Mitarbeiterporträt: Rudi Hacker, Arzt

ÄrztInnen

Kurzprofil

Einsatzland: Südsudan
Alter: 36

Letzte Arbeitsstelle in Deutschland:

Zentrale Notaufnahme im Krankenhaus Wolfsburg

Ausbildung:

Facharzt Innere Medizin, Zusatzbezeichnung Notfallmedizin

Projekte mit Ärzte ohne Grenzen:

2017/18 Haiti
2018/19 Südsudan

Sprachkenntnisse:

Ich spreche Deutsch, Englisch, Französisch und Spanisch. Im Projekt habe ich für die Arbeit ausschließlich Englisch genutzt. Arabisch wäre sicherlich noch hilfreich gewesen.

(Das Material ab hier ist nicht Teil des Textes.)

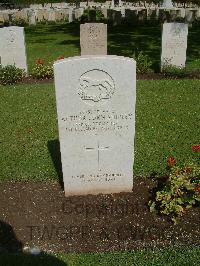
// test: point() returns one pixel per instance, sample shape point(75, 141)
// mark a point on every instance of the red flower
point(196, 148)
point(40, 61)
point(187, 170)
point(61, 57)
point(171, 161)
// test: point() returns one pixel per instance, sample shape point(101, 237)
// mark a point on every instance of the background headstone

Mit anderen Expats habe ich auch öfter Französisch gesprochen. 

Ein Buch, das mich während meines letzten Einsatzes begleitet hat:

Die Känguru Trilogie von Marc-Uwe Kling

Musik, die ich gehört habe:

Monolink

Wie sah dein Berufsalltag im letzten Projekt mit Ärzte ohne Grenzen aus?

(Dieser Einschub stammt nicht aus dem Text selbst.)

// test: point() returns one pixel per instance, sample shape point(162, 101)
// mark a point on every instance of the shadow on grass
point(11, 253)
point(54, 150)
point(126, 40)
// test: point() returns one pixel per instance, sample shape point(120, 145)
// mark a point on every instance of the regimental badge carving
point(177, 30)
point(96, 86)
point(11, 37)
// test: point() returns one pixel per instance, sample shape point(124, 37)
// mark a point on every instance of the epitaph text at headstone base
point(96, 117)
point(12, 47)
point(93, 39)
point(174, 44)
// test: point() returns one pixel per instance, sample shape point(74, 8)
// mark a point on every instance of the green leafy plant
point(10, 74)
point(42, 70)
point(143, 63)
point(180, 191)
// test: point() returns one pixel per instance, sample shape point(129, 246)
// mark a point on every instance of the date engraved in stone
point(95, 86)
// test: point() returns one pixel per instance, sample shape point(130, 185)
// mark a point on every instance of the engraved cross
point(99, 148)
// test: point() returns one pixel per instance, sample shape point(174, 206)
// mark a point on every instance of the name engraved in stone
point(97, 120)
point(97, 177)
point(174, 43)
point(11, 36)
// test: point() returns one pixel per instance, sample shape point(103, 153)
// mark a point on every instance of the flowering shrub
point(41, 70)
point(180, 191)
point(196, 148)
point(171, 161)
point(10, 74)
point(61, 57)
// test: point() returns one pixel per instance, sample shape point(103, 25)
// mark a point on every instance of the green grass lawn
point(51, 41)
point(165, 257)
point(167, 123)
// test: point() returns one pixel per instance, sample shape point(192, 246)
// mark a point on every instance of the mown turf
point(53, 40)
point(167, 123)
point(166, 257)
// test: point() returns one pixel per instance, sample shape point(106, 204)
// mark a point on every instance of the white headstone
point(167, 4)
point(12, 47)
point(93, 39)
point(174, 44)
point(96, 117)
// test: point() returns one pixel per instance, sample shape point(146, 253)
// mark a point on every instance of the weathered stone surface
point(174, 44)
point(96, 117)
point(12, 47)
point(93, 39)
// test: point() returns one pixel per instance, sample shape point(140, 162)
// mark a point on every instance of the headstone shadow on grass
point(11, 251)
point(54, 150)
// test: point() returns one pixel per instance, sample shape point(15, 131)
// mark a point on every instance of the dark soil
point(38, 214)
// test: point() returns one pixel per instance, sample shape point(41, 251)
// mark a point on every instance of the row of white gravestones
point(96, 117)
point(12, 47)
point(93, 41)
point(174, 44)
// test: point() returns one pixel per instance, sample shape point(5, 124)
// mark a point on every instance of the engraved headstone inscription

Da es sich um ein Notfall-Projekt handelte, gab es keinen wirklichen Alltag. Wir haben in einem abgeschiedenen Gebiet des Südsudans für fast 100.000 Menschen, die zuvor keinen Zugang zu ärztlicher Versorgung hatten, ein Krankenhaus eröffnet. Jeden Tag haben wir Kinder und Erwachsene behandelt und parallel dazu Pflegekräfte und Hilfsärzte und -ärztinnen ausgebildet. Diese hatten noch nie in einem Krankenhaus gearbeitet. Daher mussten wir mit einfachen Dingen beginnen: Wie verdünnt man ein Medikament und verabreicht es intravenös? Wie legt man eine Patientenkurve an und verordnet die Therapien? Wie legt man eine Magensonde? Es war faszinierend zu sehen, wie unglaublich motiviert und talentiert die nationalen Mitarbeiter und Mitarbeiterinnen gelernt haben. Nach drei Monaten konnten sie schon selbstständig die meisten Erkrankungen behandeln.

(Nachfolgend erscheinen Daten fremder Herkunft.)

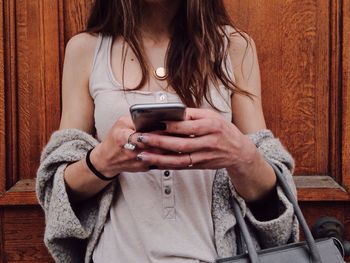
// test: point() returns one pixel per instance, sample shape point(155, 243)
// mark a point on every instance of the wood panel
point(293, 49)
point(346, 95)
point(2, 103)
point(23, 242)
point(31, 94)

Was hast du in deiner Freizeit gemacht?

In meiner Freizeit habe ich meditiert oder Karten gespielt.

Was hast du am meisten geschätzt während deines letzten Projektaufenthalts?

Beeindruckt hat mich vor allem der uneingeschränkte Optimismus und die Motivation der Menschen, die ich im Südsudan getroffen habe.

Was hat dir am meisten von Zuhause gefehlt?

Meine Familie und meine Freunde haben mir gefehlt.

Welche Pläne hast du für die Zukunft?

Ich werde eine gewisse Zeit in Deutschland arbeiten, um die Verbindung zur westlichen Medizin nicht zu verlieren, die doch deutlich anders ist. In naher Zukunft werden aber mit Sicherheit weitere Einsätze folgen.

Was ist die schönste Erinnerung an die Projektarbeit?

Am Abend bevor wir das Krankenhaus eröffneten, gebar eine Mutter Drillinge und brachte sie zu uns. Als ich die Babys zum ersten Mal sah, wog jedes der drei Kinder nur etwa ein Kilogramm. Sie waren unterkühlt und unterzuckert. Mein erster Gedanke war, dass sie keine Überlebenschance hatten. Doch sie belehrten mich eines Besseren. Nach vier Wochen Behandlung entließen wir alle drei in gutem Zustand. Die Mutter besuchte uns etwas später wieder und hatte einen großen Korb dabei. Als sie das Tuch darüber zurückzog und die Drillinge zum Vorschein kamen, strahlten mir drei kräftige Säuglinge und sechs glückliche und gesunde Augen entgegen. Das war ein unvergesslicher Moment.